United States of America
NIH Roadmap Epigenomics Program
The NIH Roadmap Epigenomics Program began in 2008. Under the umbrella of this program, the NIH Common Fund and NIH Institutes and Centers have supported a total of 68 grants in the areas of epigenetic technology development, identification of novel epigenetic marks, reference epigenome mapping, and disease epigenomics investigations. Details concerning the funded projects, resources, protocols generated, and scientific publications (around 200 to date) can be found at https://commonfund.nih.gov/epigenomics/.
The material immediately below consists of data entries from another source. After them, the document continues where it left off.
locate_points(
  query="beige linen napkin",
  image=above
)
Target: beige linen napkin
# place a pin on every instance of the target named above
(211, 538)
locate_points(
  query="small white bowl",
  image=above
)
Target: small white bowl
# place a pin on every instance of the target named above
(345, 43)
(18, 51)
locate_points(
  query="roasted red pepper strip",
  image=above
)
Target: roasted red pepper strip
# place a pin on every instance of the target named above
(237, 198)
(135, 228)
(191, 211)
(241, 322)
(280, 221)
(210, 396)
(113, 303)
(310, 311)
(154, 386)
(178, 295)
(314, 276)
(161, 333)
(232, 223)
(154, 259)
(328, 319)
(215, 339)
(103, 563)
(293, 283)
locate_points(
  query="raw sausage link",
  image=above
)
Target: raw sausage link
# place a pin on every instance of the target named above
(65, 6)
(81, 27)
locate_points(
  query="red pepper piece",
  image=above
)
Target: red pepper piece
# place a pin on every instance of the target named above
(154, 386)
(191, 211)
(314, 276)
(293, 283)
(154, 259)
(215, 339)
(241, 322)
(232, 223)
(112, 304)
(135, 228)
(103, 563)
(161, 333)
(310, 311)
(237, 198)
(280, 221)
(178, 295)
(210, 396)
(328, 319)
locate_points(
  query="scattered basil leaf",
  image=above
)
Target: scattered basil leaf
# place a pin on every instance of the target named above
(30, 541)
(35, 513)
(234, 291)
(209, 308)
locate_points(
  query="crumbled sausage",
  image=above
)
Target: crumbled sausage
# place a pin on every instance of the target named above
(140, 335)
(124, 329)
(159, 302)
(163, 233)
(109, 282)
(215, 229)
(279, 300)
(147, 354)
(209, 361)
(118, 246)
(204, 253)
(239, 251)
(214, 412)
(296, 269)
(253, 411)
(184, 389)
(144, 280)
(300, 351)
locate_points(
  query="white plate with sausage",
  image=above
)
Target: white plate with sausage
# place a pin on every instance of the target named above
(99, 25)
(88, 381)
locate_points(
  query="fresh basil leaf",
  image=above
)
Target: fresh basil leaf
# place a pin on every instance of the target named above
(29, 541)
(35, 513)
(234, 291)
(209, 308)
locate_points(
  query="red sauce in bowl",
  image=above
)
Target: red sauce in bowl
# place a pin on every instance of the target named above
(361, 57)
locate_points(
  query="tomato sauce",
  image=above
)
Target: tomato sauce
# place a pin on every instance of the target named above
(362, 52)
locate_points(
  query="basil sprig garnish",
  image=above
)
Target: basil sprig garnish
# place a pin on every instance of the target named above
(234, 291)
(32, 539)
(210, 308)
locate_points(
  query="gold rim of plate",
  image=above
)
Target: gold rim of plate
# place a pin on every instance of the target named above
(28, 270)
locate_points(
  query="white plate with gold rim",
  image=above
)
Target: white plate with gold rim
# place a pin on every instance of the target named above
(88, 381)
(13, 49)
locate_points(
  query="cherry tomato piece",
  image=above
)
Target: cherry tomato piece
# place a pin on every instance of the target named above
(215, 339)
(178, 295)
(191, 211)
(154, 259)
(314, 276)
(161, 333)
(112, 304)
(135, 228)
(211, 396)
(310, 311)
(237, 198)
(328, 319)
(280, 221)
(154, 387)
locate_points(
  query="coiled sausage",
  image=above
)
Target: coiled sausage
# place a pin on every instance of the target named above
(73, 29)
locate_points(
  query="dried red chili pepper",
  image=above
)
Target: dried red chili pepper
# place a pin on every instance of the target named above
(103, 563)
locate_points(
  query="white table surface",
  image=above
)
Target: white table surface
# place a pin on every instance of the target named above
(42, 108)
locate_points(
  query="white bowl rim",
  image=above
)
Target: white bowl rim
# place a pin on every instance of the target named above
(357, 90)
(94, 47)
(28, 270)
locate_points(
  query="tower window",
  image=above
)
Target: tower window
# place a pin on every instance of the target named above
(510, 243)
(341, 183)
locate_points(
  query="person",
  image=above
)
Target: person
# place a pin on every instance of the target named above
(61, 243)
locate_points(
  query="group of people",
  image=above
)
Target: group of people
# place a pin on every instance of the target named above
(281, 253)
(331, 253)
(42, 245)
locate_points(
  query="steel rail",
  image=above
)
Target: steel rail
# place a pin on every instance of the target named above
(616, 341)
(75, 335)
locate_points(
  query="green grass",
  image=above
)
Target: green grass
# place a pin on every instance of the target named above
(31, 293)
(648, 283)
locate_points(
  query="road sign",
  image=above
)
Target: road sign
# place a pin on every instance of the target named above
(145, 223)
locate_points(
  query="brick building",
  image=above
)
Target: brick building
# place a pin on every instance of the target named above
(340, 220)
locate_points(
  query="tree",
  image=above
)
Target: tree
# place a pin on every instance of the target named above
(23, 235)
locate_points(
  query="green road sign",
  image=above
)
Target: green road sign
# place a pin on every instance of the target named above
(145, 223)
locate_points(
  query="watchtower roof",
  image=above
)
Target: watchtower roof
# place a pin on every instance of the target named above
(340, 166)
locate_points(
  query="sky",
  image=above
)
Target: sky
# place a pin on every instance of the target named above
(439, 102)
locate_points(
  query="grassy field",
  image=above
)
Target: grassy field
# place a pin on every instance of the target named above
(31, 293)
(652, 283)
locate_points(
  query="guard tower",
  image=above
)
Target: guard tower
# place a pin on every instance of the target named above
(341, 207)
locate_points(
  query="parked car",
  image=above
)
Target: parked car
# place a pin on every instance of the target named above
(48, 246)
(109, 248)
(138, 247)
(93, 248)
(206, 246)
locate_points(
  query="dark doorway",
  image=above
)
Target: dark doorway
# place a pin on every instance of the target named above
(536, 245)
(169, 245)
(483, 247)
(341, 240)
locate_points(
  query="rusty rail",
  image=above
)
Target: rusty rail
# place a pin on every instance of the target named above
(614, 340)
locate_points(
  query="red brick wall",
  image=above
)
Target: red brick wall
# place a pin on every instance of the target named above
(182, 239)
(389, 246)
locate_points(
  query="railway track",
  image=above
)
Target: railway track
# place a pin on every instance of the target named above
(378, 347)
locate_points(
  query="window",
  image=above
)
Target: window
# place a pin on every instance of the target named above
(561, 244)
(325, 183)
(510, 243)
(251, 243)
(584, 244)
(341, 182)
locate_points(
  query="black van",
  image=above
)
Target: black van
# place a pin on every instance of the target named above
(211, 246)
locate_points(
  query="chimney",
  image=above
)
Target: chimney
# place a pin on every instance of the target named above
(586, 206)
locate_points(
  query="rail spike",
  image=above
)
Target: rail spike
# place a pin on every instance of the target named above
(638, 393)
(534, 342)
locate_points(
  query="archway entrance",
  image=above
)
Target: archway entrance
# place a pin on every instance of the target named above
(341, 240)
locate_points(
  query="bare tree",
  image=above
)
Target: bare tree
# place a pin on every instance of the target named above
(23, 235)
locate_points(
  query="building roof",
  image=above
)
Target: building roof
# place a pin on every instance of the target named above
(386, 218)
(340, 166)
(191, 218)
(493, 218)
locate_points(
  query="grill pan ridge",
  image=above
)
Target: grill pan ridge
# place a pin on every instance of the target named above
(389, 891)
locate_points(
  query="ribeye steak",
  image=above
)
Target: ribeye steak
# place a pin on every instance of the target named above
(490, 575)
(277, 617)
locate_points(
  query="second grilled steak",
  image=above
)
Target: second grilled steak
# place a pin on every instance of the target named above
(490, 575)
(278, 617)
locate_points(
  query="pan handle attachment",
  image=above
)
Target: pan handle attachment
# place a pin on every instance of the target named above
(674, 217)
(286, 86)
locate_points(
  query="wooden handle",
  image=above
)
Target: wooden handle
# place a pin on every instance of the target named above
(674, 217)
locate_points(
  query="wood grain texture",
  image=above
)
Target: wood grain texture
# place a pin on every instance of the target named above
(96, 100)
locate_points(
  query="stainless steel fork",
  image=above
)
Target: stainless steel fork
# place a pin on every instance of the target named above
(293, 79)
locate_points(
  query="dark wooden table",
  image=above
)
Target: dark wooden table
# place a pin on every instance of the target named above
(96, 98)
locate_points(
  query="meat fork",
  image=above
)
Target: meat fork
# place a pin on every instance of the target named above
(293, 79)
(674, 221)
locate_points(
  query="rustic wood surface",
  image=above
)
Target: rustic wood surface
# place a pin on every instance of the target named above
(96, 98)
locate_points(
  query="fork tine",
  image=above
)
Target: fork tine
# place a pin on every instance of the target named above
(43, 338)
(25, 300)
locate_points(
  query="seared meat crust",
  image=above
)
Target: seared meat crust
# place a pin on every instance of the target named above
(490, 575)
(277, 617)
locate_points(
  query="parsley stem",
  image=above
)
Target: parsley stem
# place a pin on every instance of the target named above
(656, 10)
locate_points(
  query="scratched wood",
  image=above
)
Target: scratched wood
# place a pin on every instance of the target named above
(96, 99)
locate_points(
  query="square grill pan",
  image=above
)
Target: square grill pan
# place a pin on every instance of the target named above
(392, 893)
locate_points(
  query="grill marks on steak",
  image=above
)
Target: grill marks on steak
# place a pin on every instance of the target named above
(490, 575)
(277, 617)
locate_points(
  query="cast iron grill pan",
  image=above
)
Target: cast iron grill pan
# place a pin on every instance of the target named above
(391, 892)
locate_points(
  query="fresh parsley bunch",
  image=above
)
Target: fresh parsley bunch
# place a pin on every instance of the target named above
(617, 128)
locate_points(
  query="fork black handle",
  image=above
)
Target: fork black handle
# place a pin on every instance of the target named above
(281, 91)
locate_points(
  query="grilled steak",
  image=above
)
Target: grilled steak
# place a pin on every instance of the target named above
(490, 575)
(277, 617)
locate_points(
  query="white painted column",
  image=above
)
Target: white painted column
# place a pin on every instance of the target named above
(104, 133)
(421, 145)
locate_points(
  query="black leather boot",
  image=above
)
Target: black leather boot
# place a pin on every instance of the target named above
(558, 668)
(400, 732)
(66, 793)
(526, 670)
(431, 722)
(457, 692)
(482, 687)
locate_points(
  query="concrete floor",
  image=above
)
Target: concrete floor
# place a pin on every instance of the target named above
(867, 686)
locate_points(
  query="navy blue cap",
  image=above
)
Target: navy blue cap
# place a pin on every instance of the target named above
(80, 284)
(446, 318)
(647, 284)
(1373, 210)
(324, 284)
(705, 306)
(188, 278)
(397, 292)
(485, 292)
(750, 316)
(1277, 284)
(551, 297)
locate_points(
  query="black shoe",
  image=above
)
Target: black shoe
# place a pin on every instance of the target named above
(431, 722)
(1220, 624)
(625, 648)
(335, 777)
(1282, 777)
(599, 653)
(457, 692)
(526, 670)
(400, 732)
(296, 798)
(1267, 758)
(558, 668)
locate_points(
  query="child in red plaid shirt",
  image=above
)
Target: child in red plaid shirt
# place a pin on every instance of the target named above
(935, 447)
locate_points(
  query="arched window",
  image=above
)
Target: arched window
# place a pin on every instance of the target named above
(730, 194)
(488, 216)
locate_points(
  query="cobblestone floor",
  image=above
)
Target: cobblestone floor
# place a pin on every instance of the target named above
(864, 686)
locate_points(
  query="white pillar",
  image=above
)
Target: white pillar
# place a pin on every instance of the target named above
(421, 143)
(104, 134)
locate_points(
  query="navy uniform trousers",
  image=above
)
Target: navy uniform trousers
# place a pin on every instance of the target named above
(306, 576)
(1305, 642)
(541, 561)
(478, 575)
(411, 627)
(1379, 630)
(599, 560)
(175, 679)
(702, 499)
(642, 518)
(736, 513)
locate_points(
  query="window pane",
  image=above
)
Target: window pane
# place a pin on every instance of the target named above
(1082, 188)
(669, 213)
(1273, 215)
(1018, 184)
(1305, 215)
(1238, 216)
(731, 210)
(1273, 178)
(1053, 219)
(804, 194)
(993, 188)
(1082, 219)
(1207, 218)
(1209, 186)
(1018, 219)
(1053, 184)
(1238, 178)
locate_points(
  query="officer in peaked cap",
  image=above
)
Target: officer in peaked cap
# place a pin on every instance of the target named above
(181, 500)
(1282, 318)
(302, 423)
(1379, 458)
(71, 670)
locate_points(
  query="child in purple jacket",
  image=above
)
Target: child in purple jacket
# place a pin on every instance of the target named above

Mapping the human genome: A community resource
Epigenetic modifications are chemical modifications to the genome that play a role in development, aging, health, and disease, and are therefore targets for therapeutic interventions. The Reference Epigenomic Mapping Consortium, funded through the Common Fund’s Roadmap Epigenomics Program, is generating genome-wide epigenomic maps for a variety of cell and tissue types.
The majority of the reference epigenomes generated will contain information on epigenetic modifications including a core set of histone marks, DNA methylation, chromatin accessibility, and gene expression information. A subset of reference epigenomes will also contain an expanded set of at least twenty additional histone modifications. For a description of the NIH Roadmap Epigenomics Program mapping efforts please refer to The NIH Roadmap Epigenomics Mapping Consortium. Bernstein et al. Nat Biotechnol, 2010. 28(10):1045-1048.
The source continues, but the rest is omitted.